I want to implement $M_{ij} = \frac {D^2_{1j}+D^2_{i1}-D^2_{ij}} 2 \,$to find the coordinates of points from distance matrix. And we already know one point is original point (0,0) which can be regard as $D_{11}$.Here is my distance matrix.
\begin{array}{lc} \verb|Distance Matrix| & \left(\begin{matrix} 0 & 5 & 8 \\ 5 & 0 & 2 \\ 8 & 2 & 0 \end{matrix}\right) \\[15pt] \end{array}
My solution for the problem:
Step 1 I calculate the the matrix M based on the formula $M_{ij} = \frac {D^2_{1j}+D^2_{i1}-D^2_{ij}} 2 \,$. Here is my result:
\begin{array}{lc} \verb|Matrix M| & \left(\begin{matrix} 0 & 0 & 0 \\ 0 & 0 & 42.5 \\ 0 & 42.5 & 0 \end{matrix}\right) \\[15pt] \end{array}
Step2 By eigenvalue decomposition, we could use the formula $Ax = λx$ /$(A-λI)x = 0$ to get the eigen-vectors $x$ and eigen-value $λ$. Here is my processing:
\begin{array}{lc} \verb|(A-λI)x| & \left(\begin{matrix} -λ& 0 & 0 \\ 0 & -λ& 42.5 \\ 0 & 42.5 & -λ \end{matrix}\right) \left(\begin{matrix} x1 \\ x2 \\ x3 \end{matrix}\right)\\[15pt] \end{array} Then by using the formula: $det((A-λI) = 0$, we could get the eigen-value λ. There exists three kinds of eigen-value λ, including the 0,42.5,-42.5.(The equation like this: $(-1)^2*λ*(λ^2-42.5^2) = 0$).

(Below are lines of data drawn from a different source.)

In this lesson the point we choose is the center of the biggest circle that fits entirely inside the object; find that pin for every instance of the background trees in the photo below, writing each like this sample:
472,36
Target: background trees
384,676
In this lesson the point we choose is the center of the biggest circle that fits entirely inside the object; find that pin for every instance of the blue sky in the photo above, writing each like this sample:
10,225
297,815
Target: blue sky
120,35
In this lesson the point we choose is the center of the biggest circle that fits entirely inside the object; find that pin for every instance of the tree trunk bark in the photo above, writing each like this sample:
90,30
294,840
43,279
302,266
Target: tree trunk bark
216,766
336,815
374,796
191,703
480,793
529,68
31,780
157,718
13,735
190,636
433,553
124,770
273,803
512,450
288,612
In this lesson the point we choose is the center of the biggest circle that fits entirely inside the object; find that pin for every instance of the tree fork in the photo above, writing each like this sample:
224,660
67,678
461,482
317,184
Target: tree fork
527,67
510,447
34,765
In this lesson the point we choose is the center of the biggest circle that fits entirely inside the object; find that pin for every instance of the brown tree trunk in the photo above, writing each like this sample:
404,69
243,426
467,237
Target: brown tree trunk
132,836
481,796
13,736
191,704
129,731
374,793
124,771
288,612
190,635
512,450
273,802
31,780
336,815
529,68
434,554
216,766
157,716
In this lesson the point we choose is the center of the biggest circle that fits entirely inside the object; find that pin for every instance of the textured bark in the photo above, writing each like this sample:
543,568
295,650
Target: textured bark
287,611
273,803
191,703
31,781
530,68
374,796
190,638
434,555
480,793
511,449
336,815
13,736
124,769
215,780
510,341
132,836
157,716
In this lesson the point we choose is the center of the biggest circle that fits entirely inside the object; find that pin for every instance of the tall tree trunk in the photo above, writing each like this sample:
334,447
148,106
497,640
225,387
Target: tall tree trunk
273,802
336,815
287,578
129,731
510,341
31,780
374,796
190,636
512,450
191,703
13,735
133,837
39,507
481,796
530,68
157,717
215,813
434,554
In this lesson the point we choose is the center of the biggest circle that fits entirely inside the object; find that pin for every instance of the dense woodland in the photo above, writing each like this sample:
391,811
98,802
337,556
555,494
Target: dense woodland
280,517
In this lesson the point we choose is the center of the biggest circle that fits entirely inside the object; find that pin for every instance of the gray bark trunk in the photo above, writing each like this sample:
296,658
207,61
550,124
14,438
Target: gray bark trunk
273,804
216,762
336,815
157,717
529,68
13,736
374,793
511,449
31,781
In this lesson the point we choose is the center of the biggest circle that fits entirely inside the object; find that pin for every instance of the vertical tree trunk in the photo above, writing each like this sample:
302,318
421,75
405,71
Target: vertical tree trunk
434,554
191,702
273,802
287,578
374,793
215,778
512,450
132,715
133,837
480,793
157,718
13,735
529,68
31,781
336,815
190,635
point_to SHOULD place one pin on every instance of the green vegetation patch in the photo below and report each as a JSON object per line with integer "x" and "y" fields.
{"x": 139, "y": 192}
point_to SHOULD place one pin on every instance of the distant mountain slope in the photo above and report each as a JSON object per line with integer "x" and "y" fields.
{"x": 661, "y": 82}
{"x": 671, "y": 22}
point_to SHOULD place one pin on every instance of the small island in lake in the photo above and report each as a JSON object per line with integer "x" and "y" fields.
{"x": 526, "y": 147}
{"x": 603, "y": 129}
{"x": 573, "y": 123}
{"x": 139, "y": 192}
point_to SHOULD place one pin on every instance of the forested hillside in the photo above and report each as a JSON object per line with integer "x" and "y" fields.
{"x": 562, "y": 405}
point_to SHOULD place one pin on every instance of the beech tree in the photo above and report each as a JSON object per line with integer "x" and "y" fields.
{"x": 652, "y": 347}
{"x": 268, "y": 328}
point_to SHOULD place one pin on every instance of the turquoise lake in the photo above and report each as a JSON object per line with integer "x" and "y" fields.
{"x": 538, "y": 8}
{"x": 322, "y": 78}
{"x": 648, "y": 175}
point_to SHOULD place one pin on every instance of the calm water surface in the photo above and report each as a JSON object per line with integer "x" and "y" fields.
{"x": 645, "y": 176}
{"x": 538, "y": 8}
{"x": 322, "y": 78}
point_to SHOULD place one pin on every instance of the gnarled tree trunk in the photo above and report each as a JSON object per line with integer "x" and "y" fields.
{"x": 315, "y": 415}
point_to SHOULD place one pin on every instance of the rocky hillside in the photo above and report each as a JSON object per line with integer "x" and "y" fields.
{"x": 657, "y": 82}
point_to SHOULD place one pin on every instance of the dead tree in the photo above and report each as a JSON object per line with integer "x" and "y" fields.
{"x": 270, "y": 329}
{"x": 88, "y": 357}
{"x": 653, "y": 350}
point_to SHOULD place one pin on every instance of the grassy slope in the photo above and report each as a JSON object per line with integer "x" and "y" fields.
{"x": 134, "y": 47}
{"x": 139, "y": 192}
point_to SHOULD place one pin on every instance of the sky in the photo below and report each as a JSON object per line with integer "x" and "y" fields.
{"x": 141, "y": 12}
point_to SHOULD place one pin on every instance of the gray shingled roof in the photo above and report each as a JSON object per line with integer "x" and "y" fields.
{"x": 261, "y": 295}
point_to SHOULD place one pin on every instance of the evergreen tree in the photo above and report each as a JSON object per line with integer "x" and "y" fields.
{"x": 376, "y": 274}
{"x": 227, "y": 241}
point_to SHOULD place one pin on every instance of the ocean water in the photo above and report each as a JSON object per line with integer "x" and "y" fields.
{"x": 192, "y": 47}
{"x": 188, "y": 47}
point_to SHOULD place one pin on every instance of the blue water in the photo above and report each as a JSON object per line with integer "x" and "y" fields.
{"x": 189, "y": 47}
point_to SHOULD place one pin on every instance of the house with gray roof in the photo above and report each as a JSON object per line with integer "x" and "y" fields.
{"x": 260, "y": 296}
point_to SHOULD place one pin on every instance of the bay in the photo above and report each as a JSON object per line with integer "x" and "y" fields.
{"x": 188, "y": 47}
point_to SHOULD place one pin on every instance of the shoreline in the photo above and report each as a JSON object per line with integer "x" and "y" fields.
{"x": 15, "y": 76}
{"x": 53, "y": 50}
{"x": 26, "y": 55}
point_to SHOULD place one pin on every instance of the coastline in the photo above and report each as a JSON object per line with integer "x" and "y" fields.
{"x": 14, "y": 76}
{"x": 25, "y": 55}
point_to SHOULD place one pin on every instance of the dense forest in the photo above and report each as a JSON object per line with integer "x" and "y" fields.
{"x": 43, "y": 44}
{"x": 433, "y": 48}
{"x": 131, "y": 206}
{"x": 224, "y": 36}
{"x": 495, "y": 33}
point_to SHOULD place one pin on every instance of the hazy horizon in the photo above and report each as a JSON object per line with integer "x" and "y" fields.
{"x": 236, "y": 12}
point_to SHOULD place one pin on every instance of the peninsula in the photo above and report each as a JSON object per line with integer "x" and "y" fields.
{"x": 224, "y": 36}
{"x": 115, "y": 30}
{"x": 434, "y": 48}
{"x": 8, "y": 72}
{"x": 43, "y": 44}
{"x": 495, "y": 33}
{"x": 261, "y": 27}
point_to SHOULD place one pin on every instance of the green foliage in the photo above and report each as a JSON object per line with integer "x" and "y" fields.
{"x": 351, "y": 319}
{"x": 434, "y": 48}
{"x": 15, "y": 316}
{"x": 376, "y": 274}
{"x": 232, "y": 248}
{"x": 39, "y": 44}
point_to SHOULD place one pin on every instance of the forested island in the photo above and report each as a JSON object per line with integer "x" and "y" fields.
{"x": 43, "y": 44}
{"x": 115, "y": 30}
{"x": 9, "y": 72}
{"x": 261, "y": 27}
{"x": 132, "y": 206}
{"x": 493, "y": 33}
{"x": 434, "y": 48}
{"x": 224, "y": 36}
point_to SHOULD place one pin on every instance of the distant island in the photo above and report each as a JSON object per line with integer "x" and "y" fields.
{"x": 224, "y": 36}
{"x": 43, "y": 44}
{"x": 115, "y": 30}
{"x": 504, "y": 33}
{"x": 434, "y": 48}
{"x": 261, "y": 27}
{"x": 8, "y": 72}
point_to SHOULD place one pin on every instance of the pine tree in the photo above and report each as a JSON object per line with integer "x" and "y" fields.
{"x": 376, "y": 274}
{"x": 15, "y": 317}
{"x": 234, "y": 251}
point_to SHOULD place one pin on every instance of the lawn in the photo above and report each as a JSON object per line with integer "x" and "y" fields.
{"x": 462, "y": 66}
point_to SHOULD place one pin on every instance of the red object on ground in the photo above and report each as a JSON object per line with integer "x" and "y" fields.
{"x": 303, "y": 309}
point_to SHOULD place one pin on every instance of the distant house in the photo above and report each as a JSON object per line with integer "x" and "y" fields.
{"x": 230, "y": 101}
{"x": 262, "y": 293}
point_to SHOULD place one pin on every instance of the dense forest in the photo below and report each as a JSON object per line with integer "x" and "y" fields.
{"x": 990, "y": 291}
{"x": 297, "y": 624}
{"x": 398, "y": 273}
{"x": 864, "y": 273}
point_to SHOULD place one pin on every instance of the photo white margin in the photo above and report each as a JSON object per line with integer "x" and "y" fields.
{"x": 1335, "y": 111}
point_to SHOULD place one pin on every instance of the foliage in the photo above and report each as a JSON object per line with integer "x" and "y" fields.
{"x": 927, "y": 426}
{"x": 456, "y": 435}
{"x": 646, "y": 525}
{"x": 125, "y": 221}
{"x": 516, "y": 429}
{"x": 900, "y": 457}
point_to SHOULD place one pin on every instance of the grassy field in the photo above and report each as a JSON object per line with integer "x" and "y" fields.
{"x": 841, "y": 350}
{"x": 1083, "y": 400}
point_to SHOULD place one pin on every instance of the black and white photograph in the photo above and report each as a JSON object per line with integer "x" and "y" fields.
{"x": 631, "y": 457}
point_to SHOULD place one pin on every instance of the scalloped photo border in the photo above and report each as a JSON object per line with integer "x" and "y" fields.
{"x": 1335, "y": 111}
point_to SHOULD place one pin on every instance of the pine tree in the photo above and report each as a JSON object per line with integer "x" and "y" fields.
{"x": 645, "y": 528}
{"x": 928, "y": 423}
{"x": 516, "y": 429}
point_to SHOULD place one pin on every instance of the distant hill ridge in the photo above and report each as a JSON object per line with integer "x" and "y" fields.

Step3 We could calculate the eigen-vectors by using (A-λI)x and the value of λ, here is my calculation process:
When λ = 0: \begin{array}{lc} \verb|(A-0I)x = 0:| & \left(\begin{matrix} 0& 0 & 0 \\ 0 & 0& 42.5 \\ 0 & 42.5 & 0 \end{matrix}\right) \left(\begin{matrix} x1 \\ x2 \\ x3 \end{matrix}\right)\\[15pt] \end{array}
\begin{array}{lc} \verb|value of x = | & \left(\begin{matrix} t_1 \\ 0 \\ 0 \end{matrix}\right) \\[15pt] \end{array}
when λ = -42.5:
\begin{array}{lc} \verb|(A+42.5I)x = 0:| & \left(\begin{matrix} 42.5& 0 & 0 \\ 0 & 42.5& 42.5 \\ 0 & 42.5 & 42.5 \end{matrix}\right) \left(\begin{matrix} x1 \\ x2 \\ x3 \end{matrix}\right)\\[15pt] \end{array}
\begin{array}{lc} \verb|value of x = | & \left(\begin{matrix} 0\\ t_2 \\ -t_2 \end{matrix}\right) \\[15pt] \end{array}
when λ = 42.5:
\begin{array}{lc} \verb|(A-42.5I)x = 0:| & \left(\begin{matrix} -42.5& 0 & 0 \\ 0 & -42.5& 42.5 \\ 0 & 42.5 & -42.5 \end{matrix}\right) \left(\begin{matrix} x1 \\ x2 \\ x3 \end{matrix}\right)\\[15pt] \end{array}
\begin{array}{lc} \verb|value of x = | & \left(\begin{matrix} 0 \\ t_3 \\ t_3 \end{matrix}\right) \\[15pt] \end{array}
Step 4 Now we know the formula $M = USU^T$ , the value of U and the Value of S.
\begin{array}{lc}
\verb|U:| & \left(\begin{matrix}
t_1 & 0 & 0 \\
0 & t_2 & t_3 \\
0 & -t_2 & t_3
\end{matrix}\right) \\[15pt]
\end{array}
\begin{array}{lc}
\verb|S:| & \left(\begin{matrix}
0 & 0 & 0 \\
0 & -42.5 & 0 \\
0 & 0 & 42.5
\end{matrix}\right) \\[15pt]
\end{array}
Step 5 We could get the final result of the points using the formula enter link description here:$X = U \sqrt S$. \begin{array}{lc} \verb|X = U \sqrt S:| & \left(\begin{matrix} 0 & 0 & 0 \\ 0 & t_2*\sqrt -42.5 & 0 \\ 0 & 0 & t_3*\sqrt 42.5 \end{matrix}\right) \\[15pt] \end{array}
Now, I just stuck in it. I still cannot get the real coordinates of points. And the answer isn't correct because the value of sqrt cannot be the negative number! Please help me, I don't know how to handle the problem!